EXCLUSIVE: A sustainable ocean for a profitable shipping industry

Lee Kok Leong, our special correspondent, talks to Paul Holthus, founding president and CEO of World Ocean Council (WOC), about the sustainability of ocean and how ethics and transparency are keys to its future.

Paul works with the private sector and market forces to develop practical solutions for achieving sustainable development and addressing environmental concerns.  His experience ranges from working with global industry associations, directors of UN agencies, to working with fishermen in small island villages.

Paul has been involved in coastal and marine resource sustainable development and conservation work in over 30 countries in Europe, Asia, the Pacific, Central America and Africa.

The WOC is a global, cross-sectoral ocean industry leadership alliance committed to “Corporate Ocean Responsibility”, developed by and for the private sector, with a unique and multi-sectoral approach to address cross-cutting issues affecting sustainable development, science and stewardship of the seas.

The WOC believes that responsible and coordinated Ocean Business Community efforts are essential to a healthy and productive global ocean and its sustainable use.

Corporate Fair Trade Community (CFTC): Why is corporate ocean responsibility important to the shipping industry?

World Ocean Council (WOC):

The concept of corporate ocean responsibility is to help create a sense of the special role that the shipping industry has in shaping the future of ocean.

There are companies that are leaders or want to be leaders in understanding and addressing challenges concerning the health and productivity of the ocean.  We want to reach out to all the ocean business sectors including shipping, oil and gas and fishing, to identify those leadership companies, both big and small.

Leadership, in that sense, is wanting to be a part of the solution and recognizing that the ocean challenges are connected because the ocean is a three-dimensional global ecosystem.  These companies see that they have a responsibility.  They’re out there depending on the use of ocean space and resources and leadership is about making sure that they’re good steward.

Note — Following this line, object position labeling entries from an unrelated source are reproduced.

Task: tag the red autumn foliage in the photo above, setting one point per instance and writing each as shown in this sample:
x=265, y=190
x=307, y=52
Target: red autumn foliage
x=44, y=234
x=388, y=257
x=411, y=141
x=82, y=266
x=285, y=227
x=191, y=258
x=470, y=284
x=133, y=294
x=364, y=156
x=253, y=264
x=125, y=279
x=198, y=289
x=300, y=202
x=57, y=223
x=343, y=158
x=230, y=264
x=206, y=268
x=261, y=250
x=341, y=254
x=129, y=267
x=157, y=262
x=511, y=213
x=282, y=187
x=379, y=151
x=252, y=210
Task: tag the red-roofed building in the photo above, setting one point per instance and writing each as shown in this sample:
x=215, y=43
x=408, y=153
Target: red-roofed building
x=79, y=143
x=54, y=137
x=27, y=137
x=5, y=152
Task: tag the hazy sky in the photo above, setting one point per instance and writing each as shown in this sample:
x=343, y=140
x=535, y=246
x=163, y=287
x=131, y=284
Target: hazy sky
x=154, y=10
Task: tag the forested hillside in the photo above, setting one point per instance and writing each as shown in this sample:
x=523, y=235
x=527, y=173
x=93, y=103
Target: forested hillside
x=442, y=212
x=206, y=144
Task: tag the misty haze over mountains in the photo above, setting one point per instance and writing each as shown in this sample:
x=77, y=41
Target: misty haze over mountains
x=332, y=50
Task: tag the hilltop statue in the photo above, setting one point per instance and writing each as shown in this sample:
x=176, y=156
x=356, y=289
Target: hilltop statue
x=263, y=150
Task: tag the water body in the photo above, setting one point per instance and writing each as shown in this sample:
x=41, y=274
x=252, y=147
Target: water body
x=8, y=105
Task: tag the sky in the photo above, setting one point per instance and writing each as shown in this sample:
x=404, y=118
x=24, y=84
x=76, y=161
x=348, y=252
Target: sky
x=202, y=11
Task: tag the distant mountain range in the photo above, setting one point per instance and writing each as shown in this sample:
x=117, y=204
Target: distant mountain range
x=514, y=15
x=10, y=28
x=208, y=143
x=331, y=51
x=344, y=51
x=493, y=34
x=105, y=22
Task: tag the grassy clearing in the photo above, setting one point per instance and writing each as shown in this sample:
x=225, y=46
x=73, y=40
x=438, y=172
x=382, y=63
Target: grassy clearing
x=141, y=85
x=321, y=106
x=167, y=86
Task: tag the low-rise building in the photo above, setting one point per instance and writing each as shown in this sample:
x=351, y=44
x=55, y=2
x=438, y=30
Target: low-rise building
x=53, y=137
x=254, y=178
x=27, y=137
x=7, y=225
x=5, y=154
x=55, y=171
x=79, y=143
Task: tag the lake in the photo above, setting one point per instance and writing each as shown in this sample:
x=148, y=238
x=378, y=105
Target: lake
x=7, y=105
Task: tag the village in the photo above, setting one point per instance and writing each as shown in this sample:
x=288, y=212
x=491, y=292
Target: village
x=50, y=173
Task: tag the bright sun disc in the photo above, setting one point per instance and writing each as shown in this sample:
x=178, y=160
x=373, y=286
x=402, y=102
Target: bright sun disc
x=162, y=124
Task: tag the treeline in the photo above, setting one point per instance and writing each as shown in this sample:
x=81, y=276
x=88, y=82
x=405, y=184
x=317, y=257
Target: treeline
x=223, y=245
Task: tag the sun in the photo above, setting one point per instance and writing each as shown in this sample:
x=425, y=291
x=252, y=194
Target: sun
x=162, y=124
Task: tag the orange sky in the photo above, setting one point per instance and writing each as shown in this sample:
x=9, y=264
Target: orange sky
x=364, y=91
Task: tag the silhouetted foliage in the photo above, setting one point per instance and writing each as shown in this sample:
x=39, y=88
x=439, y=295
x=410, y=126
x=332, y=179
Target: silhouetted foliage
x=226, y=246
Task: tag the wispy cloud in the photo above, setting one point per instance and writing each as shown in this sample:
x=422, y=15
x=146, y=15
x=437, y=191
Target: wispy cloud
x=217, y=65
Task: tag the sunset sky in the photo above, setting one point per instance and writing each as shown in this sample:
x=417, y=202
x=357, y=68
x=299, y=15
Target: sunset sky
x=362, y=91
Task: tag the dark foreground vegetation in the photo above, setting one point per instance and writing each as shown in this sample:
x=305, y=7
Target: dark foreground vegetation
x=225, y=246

We work to find these companies and connect them with each other on a global multi-industry scale.

Shipping companies, including ship owners, should care because business drivers are inter-connected to being active in corporate ocean responsibility.

Their future access to the ocean will increasing depend on the social license of the acceptance of the community they operate in, where the employees live, and where local livelihoods are affected by them.

Moreover, if there are negative effects from the shipping companies and the movement of their vessels, for example, pollution incidents or biofouling, all these will have consequences.

And it will help the team to better manage the crisis if there already exists a longstanding active policy on corporate ocean responsibility.

So, the smart companies will be out in front to help shape the agenda, show their leadership, gain brand recognition, and improve their value proposition by saying we recognize and will address these issues and we have a responsibility to do so.

In doing so, they will create a more stable and predictable operating environment moving forward, in the sense that they’ve seen the issues and started to tackle them already in advance of being hit by external pressures and outside regulations.

CFTC: How do you see ethical business practices and transparency in the world of profit-driven shipping companies?

WOC: Well, I think the values we should have on dealing with the environment and sustainable development issues should also be part of the overall package on corporate social responsibility.

The values should guide how a company is run operationally, and also in formulating their social policies and practices, for example, relating to gender issues, fair employment, etc.

Moreover, I think business leaders must understand that they have multi-dimensional roles and responsibilities to employees, communities, shareholders, ocean stakeholders as well as to governments and intergovernmental bodies.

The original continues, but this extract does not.